Where there is smoke in a bowl, there is better ice cream

The recipe

More often than not, I am confused – unable to make sense of even the most basic things. Stuck in a contemplative paralysis.

With age, I have learned that I should not fear confusion. No. For confusion is the fertile soil that nurtures the seeds of curiosity. Curiosity drives learning. Learning creates knowledge and from knowledge we gain experience. That is, if you decide to do something with your knowledge.

Dry ice magic
Dry ice magic

For a few weeks now, I have been reading about the use of science in the kitchen. Given that I have no formal training in chemistry, reading about atoms, positively or negatively charged electrons, denatured proteins or surface-to-volume ratios, the onset of yet another state of contemplative paralysis was to be expected.

Someone once told me, “[…] if you do not know what to do, just do something”.

So I went shopping. Bought a nice tub of organic ice cream and found a quiet place to enjoy it. It was good, better than mine, but contained some rather large ice crystals, which gave it a grainy mouth feel. Aha!

I had recently read somewhere about the formation of ice particles in ice cream and how to avoid it.

Ice cream consists of only three basic elements: ice crystals made of water, concentrated cream and air. When these three elements are in balance, the ice cream is good: creamy, smooth, firm and almost chewy.

To achieve a really good ice cream, the custard mixture must be cooked (above 76°C) to denature the whey proteins in the milk and cream, frozen as quickly as possible whilst being stirred (to incorporate air and the prevent the formation of large ice crystals that eventually lump together and cause a grainy texture), and once done, hardened as quickly as possible (again to prevent large ice crystals).

Hocus pocus
Hocus pocus

The biggest challenge for ice cream makers at home, is the time it takes to freeze and harden our ice creams.

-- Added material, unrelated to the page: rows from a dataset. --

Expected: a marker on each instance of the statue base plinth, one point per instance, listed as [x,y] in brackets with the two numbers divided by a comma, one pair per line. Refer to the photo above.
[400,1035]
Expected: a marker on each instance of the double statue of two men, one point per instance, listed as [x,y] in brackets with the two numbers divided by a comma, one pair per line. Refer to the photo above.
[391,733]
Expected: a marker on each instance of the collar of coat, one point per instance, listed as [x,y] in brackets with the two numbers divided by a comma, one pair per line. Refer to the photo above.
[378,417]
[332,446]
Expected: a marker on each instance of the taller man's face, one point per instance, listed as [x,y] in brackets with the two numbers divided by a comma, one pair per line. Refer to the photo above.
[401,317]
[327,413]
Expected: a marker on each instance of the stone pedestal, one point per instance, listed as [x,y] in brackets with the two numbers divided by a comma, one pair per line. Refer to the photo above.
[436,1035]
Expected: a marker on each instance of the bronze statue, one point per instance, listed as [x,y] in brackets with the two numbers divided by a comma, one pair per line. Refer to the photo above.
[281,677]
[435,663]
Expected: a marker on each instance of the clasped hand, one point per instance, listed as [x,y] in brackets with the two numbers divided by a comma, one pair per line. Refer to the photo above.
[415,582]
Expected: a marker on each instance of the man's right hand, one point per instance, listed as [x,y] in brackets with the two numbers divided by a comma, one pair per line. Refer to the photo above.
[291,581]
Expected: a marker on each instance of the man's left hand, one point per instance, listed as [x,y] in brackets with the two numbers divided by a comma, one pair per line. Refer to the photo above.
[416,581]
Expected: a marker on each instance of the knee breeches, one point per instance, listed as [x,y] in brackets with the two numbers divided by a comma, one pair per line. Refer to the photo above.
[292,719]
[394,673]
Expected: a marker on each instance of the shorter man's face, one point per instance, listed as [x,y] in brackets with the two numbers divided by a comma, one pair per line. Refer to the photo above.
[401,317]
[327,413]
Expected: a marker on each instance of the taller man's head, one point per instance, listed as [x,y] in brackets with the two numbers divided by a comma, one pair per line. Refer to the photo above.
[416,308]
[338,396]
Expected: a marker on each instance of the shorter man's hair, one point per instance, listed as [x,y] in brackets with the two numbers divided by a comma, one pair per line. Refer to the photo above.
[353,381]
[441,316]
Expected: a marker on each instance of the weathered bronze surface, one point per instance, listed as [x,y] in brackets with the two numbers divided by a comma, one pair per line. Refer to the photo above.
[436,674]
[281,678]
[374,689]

Using an ice cream machine designed for home use, helps with the churning but often does not reach low enough temperatures quickly enough, and our freezers are not capable of near instant freezing. Thus, commercial ice cream seems to always be smoother and firmer.

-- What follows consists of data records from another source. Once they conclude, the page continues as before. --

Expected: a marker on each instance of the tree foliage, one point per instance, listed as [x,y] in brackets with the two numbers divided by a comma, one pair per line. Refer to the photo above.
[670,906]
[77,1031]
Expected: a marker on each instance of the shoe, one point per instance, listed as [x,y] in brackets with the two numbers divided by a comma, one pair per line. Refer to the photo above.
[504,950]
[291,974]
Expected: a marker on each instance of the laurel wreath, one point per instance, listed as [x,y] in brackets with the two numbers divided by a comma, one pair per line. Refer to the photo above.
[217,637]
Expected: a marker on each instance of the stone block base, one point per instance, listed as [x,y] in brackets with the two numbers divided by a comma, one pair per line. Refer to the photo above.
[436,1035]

My chemistry sources suggested using either dry ice (carbon dioxide in solid form) or liquid nitrogen (nitrogen in a liquid state at low temperature) to achieve the low temperatures required for smooth ice creams.

It took me quite a few days to locate the local supplier of dry ice, because I looked in all the wrong places. So, I’ll spare you the details of my quest that took me all the way to a veterinary practice that uses dry ice to preserve bovine semen and blood samples. Just go to Afrox. They sell the stuff by the kilogram, so take a plastic cool box along.

A few words of caution though: dry ice is cold. Very, very cold.

Carbon dioxide changes from a gas into its solid form at -78.5°C. Thus, do not touch dry ice, unless you want frostbite. Wear protective gloves and goggles. No ice cream, however smooth, firm and chewy is worth the loss of an eye.


When dry ice “melts”, it turns from its solid form into a gas, without first becoming a liquid (as is the case when normal ice melts). Thus, dry ice should not be kept in an airtight container – such as a glass or plastic bottle with a seal or a tight cap – as the gas buildup will cause the container to explode. The ordinary cooler box is fine for keeping dry ice, as it is not airtight.

Finally, use and expose dry ice only in a well-ventilated place, to prevent hypercapnia caused by breathing in too much carbon dioxide.

Off course, supervise your children when using dry ice.

Dangers taken care off, using dry ice to make ice cream is loads of fun. Seriously.

Ice cream
Ice cream

I picked up my dry ice from Afrox late Friday afternoon (they are closed on Saturdays). It was too late to start with my experiments, so I spent Friday evening getting my recipes ready. I had already decided to experiment with retro-flavours, and to make both custard-based ice cream and sorbets. I had already made a ginger beer reduction a few days before, and bought some liquorice and rhubarb. These would be my base flavours to go with eggs, milk and cream, water and sugar.

I spent most of Saturday wearing safety goggles and red, latex-covered gloves, spooning ladles of dry ice into my various base mixtures.

In an instant, the mixing bowl became a druid’s cauldron. Smoke poured out of the mixtures, crawled over the table and cascaded down onto the floor.

I felt like Getafix and could pretend that I was stirring the potion that made Obelix and all the Gauls invincible against the persistent onslaught of the mighty Romans.


Later the afternoon a crowd of children gathered as I once more stoked the cauldron. As the mixture of milk, cream, sugar and vanilla bubbled and rose to the occasion and over the brim and onto the grass, I felt like Harry Potter. This was the most fun I had in a long time.

Was the ice cream any good?

I saw four good mothers secretly gather in a room under cover of darkness with deep soupspoons and the last bowl of my ice cream. And there, in unison, they swore each other to secrecy. Not to tell the children about the true fate of their ice cream.